Production testing is a crucial step in the software development process because it allows quality assurance (QA) engineers to examine actual user behavior in the production phase.
In this article, we will discuss the types and benefits of production testing, as well as best practices for conducting your production monitoring and the metrics that indicate successful production testing.
Why test in production?
The main objective of production testing (or sanity checks) is to detect defects and problems that can only be detected at this time and in this context of the software development cycle.
Those bugs and problems that may not be apparent in development or staging.

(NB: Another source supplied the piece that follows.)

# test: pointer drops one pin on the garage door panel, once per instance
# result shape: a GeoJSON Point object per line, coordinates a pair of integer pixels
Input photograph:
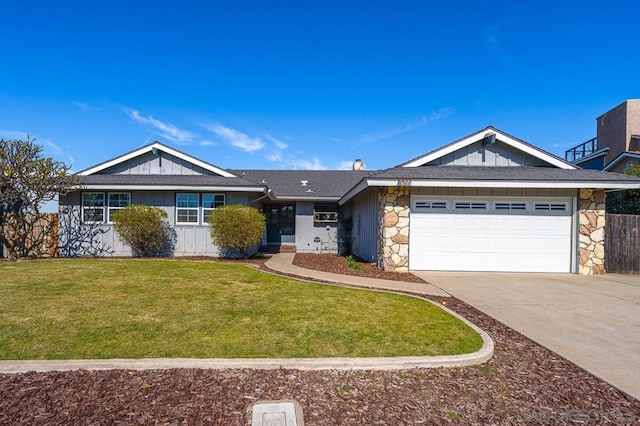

It is the production environment that reflects the actual conditions in which your software will be used.
Here are some reasons to run sanity checks in a production environment:
Ensure the smooth running of key customer paths in all circumstances
Even if you replicate production in a staging environment, some items may have inaccurate data or slightly different configuration options.
Production testing helps you understand how your software performs in a real-world environment to ensure that key customer journeys are working properly.
The QA team can also test the overall stability of the user experience and ensure that everything works as expected under load.
Solve bugs quickly in production
Production testing allows you to identify bugs in real time and to directly implement security measures and patches. Often, without this verification, it is the customers who directly inform you of anomalies and this directly impacts your brand image.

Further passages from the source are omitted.